Да, враг не мог сюда пройти на своем «броненосце». Но и беглецам делалось все труднее. Бревна царапали по дну, утыкались концами в береговую траву и глину. Скоро стало ясно, что плаванию конец.

Ну и ладно! Главное, что «врагу не сдается…». Они прыгнули в заросли, проломились через тугие стебли, оказались на открытом месте. Здесь виляла среди травы тропинка. От нее отходила еще одна – вверх по откосу. Там начиналась полуразваленная лесенка – не с самого низа, а метрах в пяти от начала подъема… Огибая татарскую крапиву, Ремка и Костик взбежали к лесенке, встали на нижнюю ступеньку. Видно было, что на упустившем врагов «дредноуте» царит растерянность – вертели головами и, потеряв скорость, бестолково дергали гребками. Наконец, заметили беглецов.

– А – а! Ребя, вон они!

– Лови их!

Костик и Ремка засмеялись. Ничего не стоило взбежать по остаткам лесенки, а наверху двумя пинками обрушить с откоса гнилые ступеньки. Попробуйте догнать тогда! «Пираты», когда выбрались из посудины и подошли кучкой, сразу поняли дохлость своей позиции.

Чтобы утешить себя и команду, атаман в пилотке заявил:

– А бревна – то все равно у нас!

– Ну и засуньте их себе в… – Костик взглянул на мальчика в испанке. – За шиворот. Они нам и не нужны. А боевой флаг все равно с нами.

– Нету у вас никакого флага! – заявил бритоголовый пират в клетчатой рубахе до колен.

– А вот и есть! Морской! – Костик сдернул тельняшку, нацепил на палку (они с Ремкой так и отступали – не бросив палки).

– Ну и махайте им… – отозвался атаман уже добродушно. – А мы пойдем ваши бревна перегонять к себе…

– Далеко не перегоните, – сказал Ремка. – Течение не пустит.

– А на фиг далеко? Там чуть повыше узкое место есть, мы их положим с берега на берег. Вместо мостика. Для людей польза, а для нас память о победе…

– Не было у вас никакой победы! – сообщил с высоты Ремка. – Нас – то вы не схватили! А два бревешка – это тьфу… Мы и сами хотели их в том месте положить, да вы гнались, как пчелами покусанные…
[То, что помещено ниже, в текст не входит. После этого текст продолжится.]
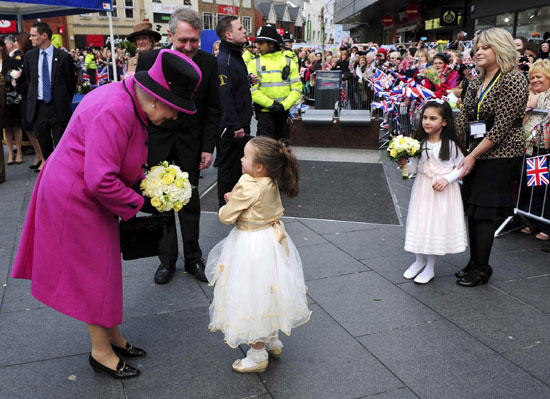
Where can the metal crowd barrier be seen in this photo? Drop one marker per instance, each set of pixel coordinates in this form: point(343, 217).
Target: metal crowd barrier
point(529, 198)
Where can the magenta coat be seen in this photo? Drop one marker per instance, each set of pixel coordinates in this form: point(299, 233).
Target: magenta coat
point(70, 246)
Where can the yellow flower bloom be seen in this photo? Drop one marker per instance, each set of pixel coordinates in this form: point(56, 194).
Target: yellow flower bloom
point(167, 178)
point(156, 202)
point(180, 182)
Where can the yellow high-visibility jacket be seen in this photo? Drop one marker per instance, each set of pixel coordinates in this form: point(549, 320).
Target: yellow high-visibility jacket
point(271, 87)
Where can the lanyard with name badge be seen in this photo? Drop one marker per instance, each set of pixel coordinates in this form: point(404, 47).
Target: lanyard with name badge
point(478, 128)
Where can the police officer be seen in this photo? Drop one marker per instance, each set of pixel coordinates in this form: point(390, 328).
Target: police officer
point(236, 105)
point(279, 86)
point(288, 39)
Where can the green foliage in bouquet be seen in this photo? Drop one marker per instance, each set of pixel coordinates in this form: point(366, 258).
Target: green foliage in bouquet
point(432, 75)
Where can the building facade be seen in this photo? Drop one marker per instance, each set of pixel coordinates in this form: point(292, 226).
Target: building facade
point(212, 11)
point(402, 21)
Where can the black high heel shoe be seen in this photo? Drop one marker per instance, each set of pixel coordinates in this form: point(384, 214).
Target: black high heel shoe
point(123, 370)
point(476, 277)
point(129, 351)
point(465, 270)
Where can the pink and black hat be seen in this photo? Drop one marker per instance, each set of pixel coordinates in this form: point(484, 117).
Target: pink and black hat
point(173, 79)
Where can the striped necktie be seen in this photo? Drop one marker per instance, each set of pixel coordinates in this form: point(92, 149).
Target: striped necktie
point(46, 87)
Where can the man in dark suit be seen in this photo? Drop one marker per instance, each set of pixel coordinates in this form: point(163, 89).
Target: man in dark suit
point(188, 141)
point(51, 77)
point(236, 106)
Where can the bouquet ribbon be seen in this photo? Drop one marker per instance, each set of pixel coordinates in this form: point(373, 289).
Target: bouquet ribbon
point(278, 227)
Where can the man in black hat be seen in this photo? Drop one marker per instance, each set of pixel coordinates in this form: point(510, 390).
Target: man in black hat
point(236, 105)
point(279, 86)
point(188, 141)
point(144, 37)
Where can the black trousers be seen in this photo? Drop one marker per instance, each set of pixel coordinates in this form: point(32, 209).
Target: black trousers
point(231, 150)
point(189, 218)
point(47, 127)
point(273, 124)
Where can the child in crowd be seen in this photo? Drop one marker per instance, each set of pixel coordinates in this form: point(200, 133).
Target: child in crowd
point(435, 221)
point(257, 271)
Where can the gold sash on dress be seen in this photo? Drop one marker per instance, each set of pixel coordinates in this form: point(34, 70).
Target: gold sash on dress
point(276, 223)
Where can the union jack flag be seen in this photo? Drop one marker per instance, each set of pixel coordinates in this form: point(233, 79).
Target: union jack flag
point(537, 171)
point(103, 76)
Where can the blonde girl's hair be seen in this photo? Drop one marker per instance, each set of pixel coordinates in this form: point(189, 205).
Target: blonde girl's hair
point(540, 66)
point(279, 163)
point(502, 43)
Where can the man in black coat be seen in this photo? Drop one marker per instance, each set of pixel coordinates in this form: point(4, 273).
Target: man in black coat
point(236, 105)
point(188, 141)
point(51, 77)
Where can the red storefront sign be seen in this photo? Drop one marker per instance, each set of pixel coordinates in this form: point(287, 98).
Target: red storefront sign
point(228, 10)
point(95, 41)
point(7, 26)
point(387, 20)
point(412, 12)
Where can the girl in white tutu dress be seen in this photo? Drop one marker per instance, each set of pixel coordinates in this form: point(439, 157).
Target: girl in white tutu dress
point(435, 221)
point(256, 270)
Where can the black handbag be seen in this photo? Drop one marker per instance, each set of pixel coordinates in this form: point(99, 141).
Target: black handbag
point(145, 236)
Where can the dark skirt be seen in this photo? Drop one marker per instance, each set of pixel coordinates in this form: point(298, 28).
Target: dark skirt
point(488, 191)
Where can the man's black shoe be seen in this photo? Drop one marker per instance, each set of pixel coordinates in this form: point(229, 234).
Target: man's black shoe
point(164, 273)
point(197, 270)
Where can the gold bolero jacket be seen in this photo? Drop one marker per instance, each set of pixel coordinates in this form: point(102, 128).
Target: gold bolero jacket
point(255, 204)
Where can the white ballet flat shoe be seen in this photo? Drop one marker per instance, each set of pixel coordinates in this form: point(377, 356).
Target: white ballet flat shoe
point(412, 271)
point(274, 348)
point(424, 277)
point(256, 361)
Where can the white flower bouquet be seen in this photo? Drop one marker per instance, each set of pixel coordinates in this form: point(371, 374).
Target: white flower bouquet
point(403, 147)
point(167, 186)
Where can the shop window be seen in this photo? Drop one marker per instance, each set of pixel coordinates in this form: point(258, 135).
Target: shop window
point(207, 20)
point(504, 21)
point(103, 14)
point(129, 9)
point(533, 20)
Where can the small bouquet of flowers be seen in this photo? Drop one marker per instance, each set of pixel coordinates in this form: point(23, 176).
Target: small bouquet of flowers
point(403, 147)
point(167, 186)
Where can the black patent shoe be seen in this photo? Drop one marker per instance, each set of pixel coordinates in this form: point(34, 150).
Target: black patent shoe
point(197, 270)
point(465, 270)
point(123, 370)
point(164, 273)
point(129, 351)
point(475, 277)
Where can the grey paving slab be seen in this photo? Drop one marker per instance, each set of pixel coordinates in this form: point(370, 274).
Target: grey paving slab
point(18, 296)
point(533, 359)
point(529, 291)
point(321, 360)
point(365, 303)
point(40, 334)
point(516, 241)
point(332, 226)
point(495, 318)
point(142, 296)
point(326, 260)
point(367, 244)
point(401, 393)
point(185, 360)
point(303, 236)
point(393, 267)
point(68, 377)
point(438, 360)
point(514, 265)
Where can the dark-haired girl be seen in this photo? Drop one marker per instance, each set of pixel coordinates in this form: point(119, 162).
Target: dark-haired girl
point(256, 269)
point(435, 221)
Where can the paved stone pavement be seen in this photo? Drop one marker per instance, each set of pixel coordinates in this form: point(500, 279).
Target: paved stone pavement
point(372, 334)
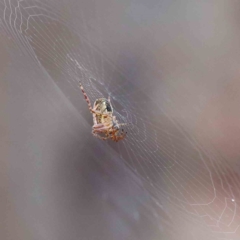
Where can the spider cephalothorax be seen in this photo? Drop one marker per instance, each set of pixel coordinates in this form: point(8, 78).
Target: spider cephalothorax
point(105, 125)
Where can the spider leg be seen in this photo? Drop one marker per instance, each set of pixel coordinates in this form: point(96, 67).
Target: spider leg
point(89, 102)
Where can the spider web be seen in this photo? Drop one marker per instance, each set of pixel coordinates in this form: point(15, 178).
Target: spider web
point(104, 47)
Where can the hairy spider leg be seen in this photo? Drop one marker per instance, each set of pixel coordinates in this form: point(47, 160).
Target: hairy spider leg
point(89, 102)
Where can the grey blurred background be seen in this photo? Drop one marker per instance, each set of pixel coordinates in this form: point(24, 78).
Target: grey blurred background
point(172, 71)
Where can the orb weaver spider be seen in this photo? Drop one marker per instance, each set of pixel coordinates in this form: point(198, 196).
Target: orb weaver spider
point(105, 125)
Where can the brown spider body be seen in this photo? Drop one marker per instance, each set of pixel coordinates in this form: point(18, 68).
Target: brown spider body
point(105, 125)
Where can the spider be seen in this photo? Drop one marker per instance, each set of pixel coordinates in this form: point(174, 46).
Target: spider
point(105, 125)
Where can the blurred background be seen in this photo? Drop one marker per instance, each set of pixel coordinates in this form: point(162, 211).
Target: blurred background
point(171, 69)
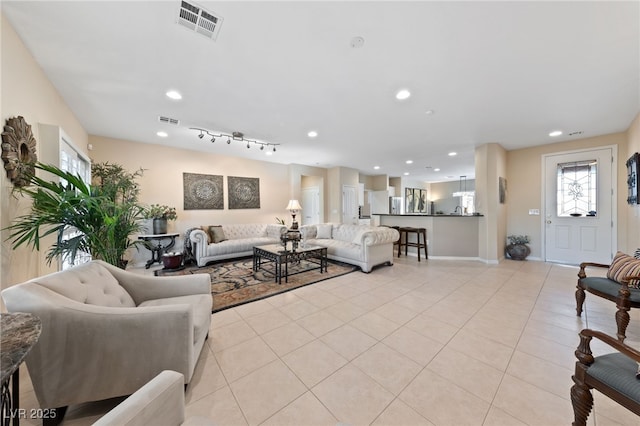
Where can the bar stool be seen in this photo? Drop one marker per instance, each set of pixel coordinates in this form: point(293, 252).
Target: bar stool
point(406, 231)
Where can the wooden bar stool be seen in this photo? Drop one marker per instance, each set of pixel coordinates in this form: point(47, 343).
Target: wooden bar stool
point(405, 231)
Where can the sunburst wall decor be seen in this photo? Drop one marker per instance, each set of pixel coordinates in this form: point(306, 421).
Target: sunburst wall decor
point(19, 151)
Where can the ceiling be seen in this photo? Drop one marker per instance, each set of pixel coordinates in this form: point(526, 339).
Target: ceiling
point(478, 72)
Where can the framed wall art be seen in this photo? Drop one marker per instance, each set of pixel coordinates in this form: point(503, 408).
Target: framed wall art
point(633, 179)
point(502, 190)
point(244, 193)
point(203, 192)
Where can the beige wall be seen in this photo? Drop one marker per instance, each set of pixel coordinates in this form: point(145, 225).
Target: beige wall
point(26, 91)
point(633, 212)
point(490, 165)
point(524, 177)
point(162, 181)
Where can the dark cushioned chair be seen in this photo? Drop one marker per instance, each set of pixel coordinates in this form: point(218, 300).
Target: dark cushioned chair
point(613, 375)
point(624, 296)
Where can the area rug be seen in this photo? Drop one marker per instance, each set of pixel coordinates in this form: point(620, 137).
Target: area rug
point(235, 283)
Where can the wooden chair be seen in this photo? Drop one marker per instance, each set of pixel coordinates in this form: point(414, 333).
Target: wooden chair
point(613, 375)
point(624, 296)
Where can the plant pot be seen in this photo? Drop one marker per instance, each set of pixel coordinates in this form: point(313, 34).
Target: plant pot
point(172, 260)
point(518, 251)
point(159, 226)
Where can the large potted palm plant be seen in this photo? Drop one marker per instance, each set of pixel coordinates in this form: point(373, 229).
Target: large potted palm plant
point(104, 215)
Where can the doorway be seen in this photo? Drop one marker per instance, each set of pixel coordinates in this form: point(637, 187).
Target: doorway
point(310, 205)
point(349, 204)
point(579, 193)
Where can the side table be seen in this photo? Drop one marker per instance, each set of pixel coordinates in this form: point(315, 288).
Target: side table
point(154, 243)
point(20, 332)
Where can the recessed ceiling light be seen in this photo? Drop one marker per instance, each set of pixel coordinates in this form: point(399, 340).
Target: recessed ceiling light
point(173, 94)
point(403, 94)
point(357, 42)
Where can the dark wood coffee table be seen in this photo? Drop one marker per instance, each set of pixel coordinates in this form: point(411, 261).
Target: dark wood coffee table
point(281, 259)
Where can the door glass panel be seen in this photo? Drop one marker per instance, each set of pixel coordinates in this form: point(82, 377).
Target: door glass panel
point(577, 189)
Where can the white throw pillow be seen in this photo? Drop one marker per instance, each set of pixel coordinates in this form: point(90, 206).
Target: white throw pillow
point(324, 231)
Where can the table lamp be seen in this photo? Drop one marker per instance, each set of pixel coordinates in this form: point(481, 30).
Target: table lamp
point(293, 207)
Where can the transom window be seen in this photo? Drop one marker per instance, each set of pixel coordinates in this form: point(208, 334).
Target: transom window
point(577, 189)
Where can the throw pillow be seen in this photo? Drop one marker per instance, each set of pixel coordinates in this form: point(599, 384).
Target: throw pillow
point(216, 233)
point(206, 231)
point(623, 265)
point(324, 231)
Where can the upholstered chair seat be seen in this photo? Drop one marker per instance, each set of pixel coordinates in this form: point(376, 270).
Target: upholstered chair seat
point(106, 332)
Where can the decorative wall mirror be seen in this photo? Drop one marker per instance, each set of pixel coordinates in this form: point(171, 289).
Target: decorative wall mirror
point(633, 179)
point(19, 151)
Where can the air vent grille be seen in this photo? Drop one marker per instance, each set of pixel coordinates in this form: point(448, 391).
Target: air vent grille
point(168, 120)
point(199, 20)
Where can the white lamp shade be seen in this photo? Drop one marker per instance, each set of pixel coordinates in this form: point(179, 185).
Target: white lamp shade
point(294, 205)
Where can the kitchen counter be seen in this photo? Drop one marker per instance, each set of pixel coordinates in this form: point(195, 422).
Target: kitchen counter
point(431, 215)
point(448, 236)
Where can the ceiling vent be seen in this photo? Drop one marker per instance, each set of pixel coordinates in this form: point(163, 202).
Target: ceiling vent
point(199, 20)
point(168, 120)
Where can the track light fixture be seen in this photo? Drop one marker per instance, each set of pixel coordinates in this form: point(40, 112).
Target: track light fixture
point(236, 136)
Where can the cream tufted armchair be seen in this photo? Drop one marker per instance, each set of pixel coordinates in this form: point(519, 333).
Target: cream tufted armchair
point(106, 332)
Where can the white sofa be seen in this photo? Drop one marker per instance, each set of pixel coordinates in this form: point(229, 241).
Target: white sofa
point(159, 402)
point(239, 241)
point(106, 332)
point(361, 245)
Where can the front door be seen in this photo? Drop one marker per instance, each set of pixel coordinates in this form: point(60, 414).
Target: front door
point(580, 190)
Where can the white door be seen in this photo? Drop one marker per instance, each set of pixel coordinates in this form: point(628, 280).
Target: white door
point(580, 190)
point(349, 204)
point(310, 206)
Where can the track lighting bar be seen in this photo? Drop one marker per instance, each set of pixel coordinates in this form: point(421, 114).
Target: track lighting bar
point(235, 136)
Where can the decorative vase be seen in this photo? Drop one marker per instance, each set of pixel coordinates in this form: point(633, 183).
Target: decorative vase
point(159, 226)
point(518, 251)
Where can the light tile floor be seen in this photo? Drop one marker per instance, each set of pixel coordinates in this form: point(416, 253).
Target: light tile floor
point(436, 342)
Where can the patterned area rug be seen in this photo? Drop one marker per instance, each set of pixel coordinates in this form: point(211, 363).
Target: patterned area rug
point(235, 283)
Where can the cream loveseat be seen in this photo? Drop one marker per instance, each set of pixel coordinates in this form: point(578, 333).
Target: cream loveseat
point(230, 241)
point(106, 332)
point(360, 245)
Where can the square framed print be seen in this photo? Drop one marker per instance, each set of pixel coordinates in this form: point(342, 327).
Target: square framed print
point(202, 192)
point(244, 193)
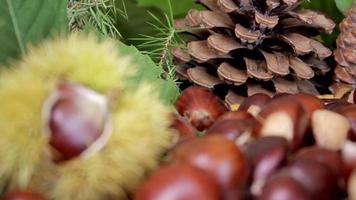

– Сам ты покусанный! – обиделся бритоголовый.

А мальчик в испанке разъяснил:

– Покусанные ни за кем не гоняются, а сами убегают. Вы не правы…

– Ты, Вовчик, самый умный из этой гоп – компании, – похвалил его сверху Ремка. Видать, встречался он с Вовчиком не впервые.

Атаман сдвинул на затылок пилотку и вдруг переспросил:

– А вы чего? В натуре, что ли, хотели мост из бревен сделать?

Ремка ответил:

– А ты думал, вы одни такие умные?

– Ну, тогда чего? – опять сказал атаман. – Тогда, может, айда с нами? А то бревна – то не легкие, мы четверо пупы посрываем. А Вовчику надрываться нельзя, он после аппендицита…

Вовчик в ослепительной испанке виновато развел руками.

Ремка глянул на Костика, увидел в его глазах нерешительное согласие и бодро согласился:

– Айда!

Когда спустились к пиратам, один из них – тот, что в клетчатой рубахе – задумчиво проговорил:

– А все – таки, Шадрик, надо бы тебе дать пендалей. За то, что тогда в лагере ты…

Ремка подобрался:

– Ну, дай! Только пошли один на один, а то храбрый среди корешей…

– Отбой… – серьезно сказал атаман. – На сегодня все, повоевали. Сейчас – как после пушки.

– Какой пушки? – шепотом спросил Костик у Ремки.